Are Kids Bored in School Tech Classes?

Carrie Schmelkin : Gossip from the Hallways
Carrie Schmelkin
Web Editor, TMC

Are Kids Bored in School Tech Classes?

For all of you out there who were (or are) bored to tears in middle school went you were forced to laboriously calibrate the amount of words per minute that you could type during computer class, I’ve got news for you – the UK government is picking up on this disinterest.

This week, the UK's Education Secretary Michael Gove announced his plans to overhaul the way technology is taught in schools because, simply put, children are “bored out of their minds.”

“Instead of children bored out of their minds being taught how to use Word and Excel by bored teachers, we could have 11-year-olds able to write simple 2D computer animations," Gove said.

“By 16, they could have an understanding of formal logic previously covered only in university courses and be writing their own apps for smartphones,” he added.

According to Gove, pupils are not adequately prepared to handle the work environment based on the current technology curriculum.

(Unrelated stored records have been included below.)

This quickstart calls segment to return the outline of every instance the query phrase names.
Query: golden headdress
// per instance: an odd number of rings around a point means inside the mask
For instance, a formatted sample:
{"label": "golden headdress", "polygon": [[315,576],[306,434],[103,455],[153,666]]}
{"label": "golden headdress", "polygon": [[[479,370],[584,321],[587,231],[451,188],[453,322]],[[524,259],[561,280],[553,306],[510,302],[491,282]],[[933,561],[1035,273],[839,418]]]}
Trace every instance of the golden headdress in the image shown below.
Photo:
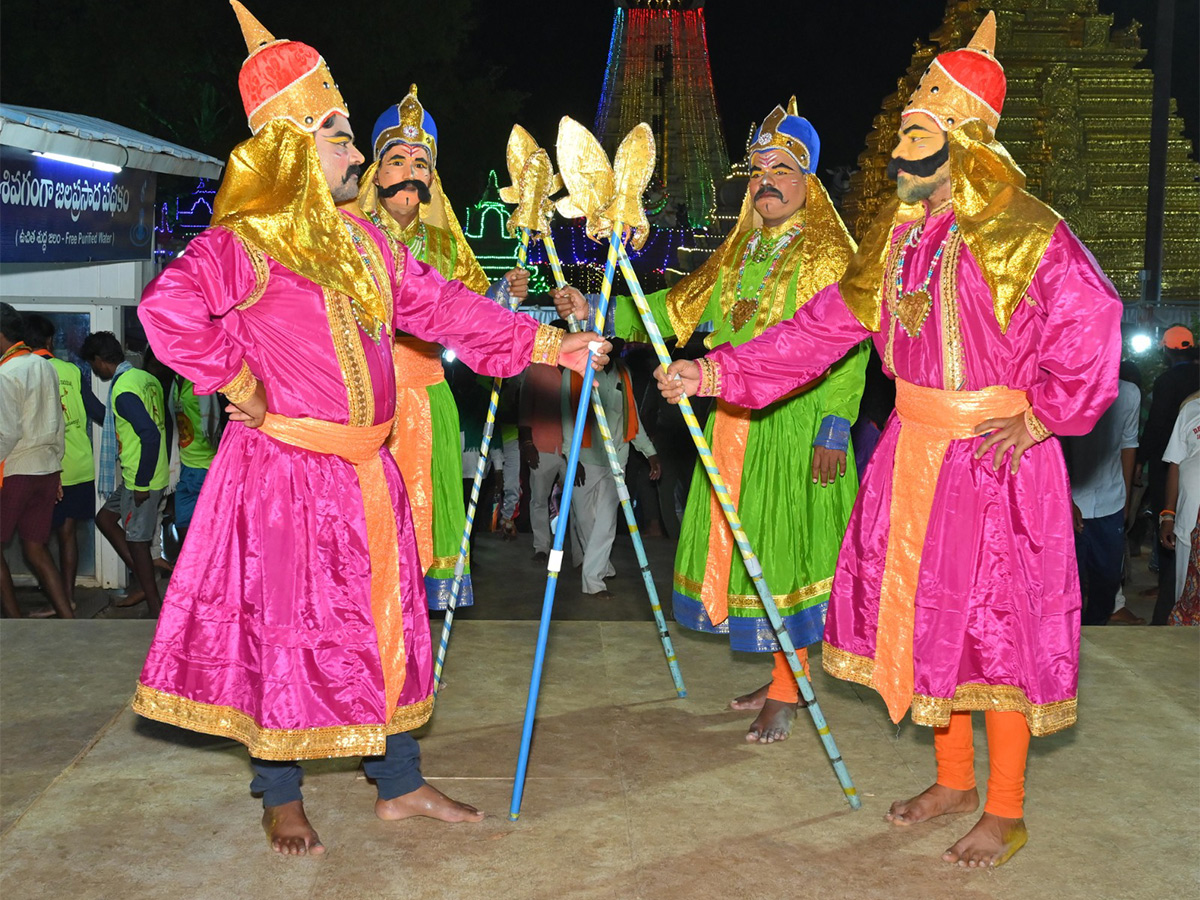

Consequently, Gove’s plan calls for the scrapping of current technology curriculums that teach how to use programs such as Microsoft Word and the introducing of classes designed around students’ wants and interests.

The education secretary also plans on reviving the legacy of Alan Turing, the British mathematician dubbed the father of computer science, who worked on cracking the German Enigma code during World War II.

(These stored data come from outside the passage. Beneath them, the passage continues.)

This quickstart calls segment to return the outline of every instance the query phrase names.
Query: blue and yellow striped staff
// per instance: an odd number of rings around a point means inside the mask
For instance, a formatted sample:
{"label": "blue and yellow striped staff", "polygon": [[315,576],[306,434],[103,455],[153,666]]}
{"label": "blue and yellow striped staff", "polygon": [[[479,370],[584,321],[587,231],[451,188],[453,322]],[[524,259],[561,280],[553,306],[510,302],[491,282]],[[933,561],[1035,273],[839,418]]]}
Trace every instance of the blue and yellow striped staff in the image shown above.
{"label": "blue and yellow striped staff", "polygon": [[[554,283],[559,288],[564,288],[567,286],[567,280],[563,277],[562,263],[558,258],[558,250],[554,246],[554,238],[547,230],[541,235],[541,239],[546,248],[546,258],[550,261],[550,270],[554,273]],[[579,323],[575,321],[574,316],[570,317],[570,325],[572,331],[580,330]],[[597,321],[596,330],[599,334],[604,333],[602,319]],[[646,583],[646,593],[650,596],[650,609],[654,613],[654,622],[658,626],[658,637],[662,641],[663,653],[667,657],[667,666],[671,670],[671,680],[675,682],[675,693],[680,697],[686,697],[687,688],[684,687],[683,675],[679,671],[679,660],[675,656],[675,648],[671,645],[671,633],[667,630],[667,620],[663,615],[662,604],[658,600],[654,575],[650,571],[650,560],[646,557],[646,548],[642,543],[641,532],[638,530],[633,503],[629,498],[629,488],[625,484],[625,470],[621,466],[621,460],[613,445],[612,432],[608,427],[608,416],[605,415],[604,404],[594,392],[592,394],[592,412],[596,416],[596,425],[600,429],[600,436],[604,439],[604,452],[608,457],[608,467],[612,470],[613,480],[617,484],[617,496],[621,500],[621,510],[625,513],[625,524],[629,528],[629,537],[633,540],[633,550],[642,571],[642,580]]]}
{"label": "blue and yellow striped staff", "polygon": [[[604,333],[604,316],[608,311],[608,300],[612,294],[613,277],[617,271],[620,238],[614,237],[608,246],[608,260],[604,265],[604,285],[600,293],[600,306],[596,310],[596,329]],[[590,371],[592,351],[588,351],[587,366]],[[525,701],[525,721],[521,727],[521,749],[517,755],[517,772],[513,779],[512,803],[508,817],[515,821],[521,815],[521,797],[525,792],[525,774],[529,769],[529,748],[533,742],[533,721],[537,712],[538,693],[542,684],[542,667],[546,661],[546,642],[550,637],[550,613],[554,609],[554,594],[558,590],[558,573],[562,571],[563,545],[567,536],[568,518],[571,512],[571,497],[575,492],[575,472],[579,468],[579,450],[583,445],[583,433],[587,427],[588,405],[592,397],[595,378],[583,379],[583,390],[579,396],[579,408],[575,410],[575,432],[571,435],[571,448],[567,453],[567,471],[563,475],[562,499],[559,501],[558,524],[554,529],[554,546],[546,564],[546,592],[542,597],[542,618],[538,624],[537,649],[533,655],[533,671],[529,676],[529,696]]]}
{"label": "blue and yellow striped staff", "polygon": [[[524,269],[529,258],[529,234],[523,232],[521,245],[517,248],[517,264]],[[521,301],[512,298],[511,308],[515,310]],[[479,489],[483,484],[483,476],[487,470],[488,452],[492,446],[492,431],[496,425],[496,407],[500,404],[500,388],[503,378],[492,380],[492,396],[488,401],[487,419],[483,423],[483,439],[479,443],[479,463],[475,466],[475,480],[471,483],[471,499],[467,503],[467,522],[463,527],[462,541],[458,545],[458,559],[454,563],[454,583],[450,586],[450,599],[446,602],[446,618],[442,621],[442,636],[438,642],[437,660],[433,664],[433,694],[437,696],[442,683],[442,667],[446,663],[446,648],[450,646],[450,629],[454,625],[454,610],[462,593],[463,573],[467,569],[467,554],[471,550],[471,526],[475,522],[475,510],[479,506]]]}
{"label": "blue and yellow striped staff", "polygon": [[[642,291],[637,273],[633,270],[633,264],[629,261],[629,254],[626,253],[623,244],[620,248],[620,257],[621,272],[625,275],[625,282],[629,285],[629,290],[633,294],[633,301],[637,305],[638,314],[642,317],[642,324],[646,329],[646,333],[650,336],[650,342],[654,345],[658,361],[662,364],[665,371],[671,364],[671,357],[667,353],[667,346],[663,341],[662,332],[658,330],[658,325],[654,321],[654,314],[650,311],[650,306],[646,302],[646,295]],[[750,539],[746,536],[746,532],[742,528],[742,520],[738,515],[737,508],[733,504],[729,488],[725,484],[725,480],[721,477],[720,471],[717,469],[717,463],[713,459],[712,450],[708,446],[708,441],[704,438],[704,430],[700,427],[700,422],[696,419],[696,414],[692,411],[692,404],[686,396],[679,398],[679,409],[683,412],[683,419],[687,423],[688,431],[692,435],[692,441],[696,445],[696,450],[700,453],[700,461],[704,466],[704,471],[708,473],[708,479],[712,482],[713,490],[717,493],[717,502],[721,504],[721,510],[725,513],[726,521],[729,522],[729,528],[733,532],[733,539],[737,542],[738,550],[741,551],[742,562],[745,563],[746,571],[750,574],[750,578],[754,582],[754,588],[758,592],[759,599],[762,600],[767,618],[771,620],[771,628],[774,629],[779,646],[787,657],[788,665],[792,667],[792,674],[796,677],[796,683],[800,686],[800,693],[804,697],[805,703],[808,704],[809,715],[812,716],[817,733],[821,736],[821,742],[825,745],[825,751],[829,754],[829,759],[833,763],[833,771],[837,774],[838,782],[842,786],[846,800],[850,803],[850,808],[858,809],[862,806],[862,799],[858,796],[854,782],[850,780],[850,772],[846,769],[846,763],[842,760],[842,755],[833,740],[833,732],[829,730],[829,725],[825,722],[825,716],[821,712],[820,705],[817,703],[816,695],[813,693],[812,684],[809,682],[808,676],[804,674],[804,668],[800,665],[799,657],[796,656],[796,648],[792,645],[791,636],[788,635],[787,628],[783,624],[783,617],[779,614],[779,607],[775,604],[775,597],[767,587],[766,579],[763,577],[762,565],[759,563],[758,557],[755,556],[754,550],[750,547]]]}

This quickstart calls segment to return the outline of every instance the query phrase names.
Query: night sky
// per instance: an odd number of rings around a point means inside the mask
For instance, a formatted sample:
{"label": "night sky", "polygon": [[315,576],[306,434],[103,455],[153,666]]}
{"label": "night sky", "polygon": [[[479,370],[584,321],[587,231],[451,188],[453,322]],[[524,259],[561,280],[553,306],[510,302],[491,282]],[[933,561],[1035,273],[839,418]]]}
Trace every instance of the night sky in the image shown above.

Echoing Gove’s sentiments, Ian Livingstone – one of Gove's advisors and a computer games and fantasy entrepreneur – told BBC radio that the lessons currently being taught in schools were "completely irrelevant."

"It's a travesty given our heritage as the most creative nation in the world," Livingstone said. "Children are being forced to learn how to use applications rather than to make them. They are becoming slaves to the user interface and are totally bored by it."

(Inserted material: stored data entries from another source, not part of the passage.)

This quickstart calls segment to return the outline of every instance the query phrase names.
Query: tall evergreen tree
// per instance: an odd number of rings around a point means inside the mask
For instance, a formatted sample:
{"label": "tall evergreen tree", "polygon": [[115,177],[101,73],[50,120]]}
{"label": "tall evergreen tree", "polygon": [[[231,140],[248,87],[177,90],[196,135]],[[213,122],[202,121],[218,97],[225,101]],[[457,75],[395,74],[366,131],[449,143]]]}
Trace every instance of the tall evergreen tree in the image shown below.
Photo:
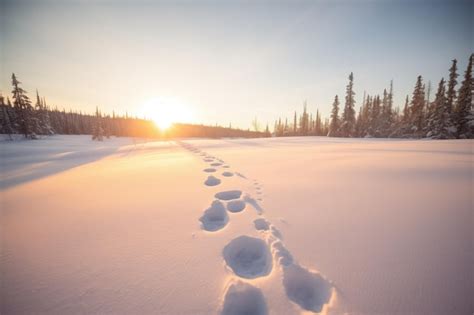
{"label": "tall evergreen tree", "polygon": [[464,80],[459,88],[458,100],[455,108],[454,119],[457,128],[458,138],[472,138],[474,136],[474,122],[472,113],[472,90],[474,89],[474,81],[472,78],[472,63],[474,54],[469,57]]}
{"label": "tall evergreen tree", "polygon": [[458,84],[457,78],[457,60],[452,60],[451,68],[449,68],[449,81],[448,81],[448,90],[446,92],[446,102],[449,114],[451,115],[454,109],[454,101],[456,100],[456,84]]}
{"label": "tall evergreen tree", "polygon": [[433,103],[431,117],[428,119],[428,137],[435,139],[451,139],[455,137],[455,128],[451,121],[449,104],[446,98],[444,78],[441,79]]}
{"label": "tall evergreen tree", "polygon": [[103,141],[104,140],[104,129],[102,128],[102,115],[99,112],[99,108],[95,108],[95,127],[92,133],[92,140]]}
{"label": "tall evergreen tree", "polygon": [[339,98],[336,95],[332,103],[331,122],[329,123],[328,137],[337,137],[339,135]]}
{"label": "tall evergreen tree", "polygon": [[5,104],[5,99],[2,94],[0,94],[0,133],[6,134],[9,140],[12,140],[12,134],[15,133],[8,106]]}
{"label": "tall evergreen tree", "polygon": [[351,137],[355,130],[355,100],[354,100],[354,75],[349,75],[349,83],[346,86],[346,103],[342,113],[342,123],[340,126],[340,135]]}
{"label": "tall evergreen tree", "polygon": [[33,125],[33,107],[31,101],[26,95],[26,91],[20,87],[21,82],[17,80],[14,73],[12,73],[12,94],[13,94],[13,107],[17,115],[17,123],[19,132],[22,133],[25,138],[36,138],[34,133]]}
{"label": "tall evergreen tree", "polygon": [[306,101],[304,102],[303,114],[301,115],[300,120],[300,134],[306,136],[308,134],[309,127],[309,116],[306,108]]}
{"label": "tall evergreen tree", "polygon": [[425,109],[425,91],[423,85],[423,78],[421,75],[418,76],[411,99],[411,123],[412,133],[414,136],[422,136],[424,127],[424,109]]}
{"label": "tall evergreen tree", "polygon": [[298,128],[297,116],[295,111],[295,116],[293,117],[293,135],[296,136],[296,129]]}

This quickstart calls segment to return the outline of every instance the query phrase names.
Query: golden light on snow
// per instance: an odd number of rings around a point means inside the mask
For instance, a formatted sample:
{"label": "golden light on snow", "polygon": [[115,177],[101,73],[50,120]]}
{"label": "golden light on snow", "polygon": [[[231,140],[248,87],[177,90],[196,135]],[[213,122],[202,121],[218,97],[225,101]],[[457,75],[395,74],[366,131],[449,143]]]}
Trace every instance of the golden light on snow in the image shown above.
{"label": "golden light on snow", "polygon": [[161,130],[168,129],[173,123],[190,122],[192,112],[187,104],[175,98],[154,98],[141,109],[141,115],[151,119]]}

While I’m all for Gove’s mission of introducing more dynamic tech classes (particularly since the world needs more Steve Jobs and Mark Zuckerbergs who can harness creativity into real life visions), Gove is remiss in stating that students need not concern themselves with how to navigate Microsoft Word and Excel. Conversely, these skill sets are of the utmost importance as the work environment which Gove references demands the use of these programs.

Much as kids take history, language and science classes each year until they graduate, with each year becoming progressively more encompassing, perhaps students should be required to take technology classes in succession. For example, second grade would be about the basics of computer navigating and each year could get harder until you get up to electives by high school such as “Advanced Web/App Design.”

Sure our kids should be able to take classes where they can explore app developing and website design, but they can’t ever take those interests to the next level if they don’t know the basics. Perhaps Gove should be suggesting a revision to the existing UK technology program, rather than a complete overhaul.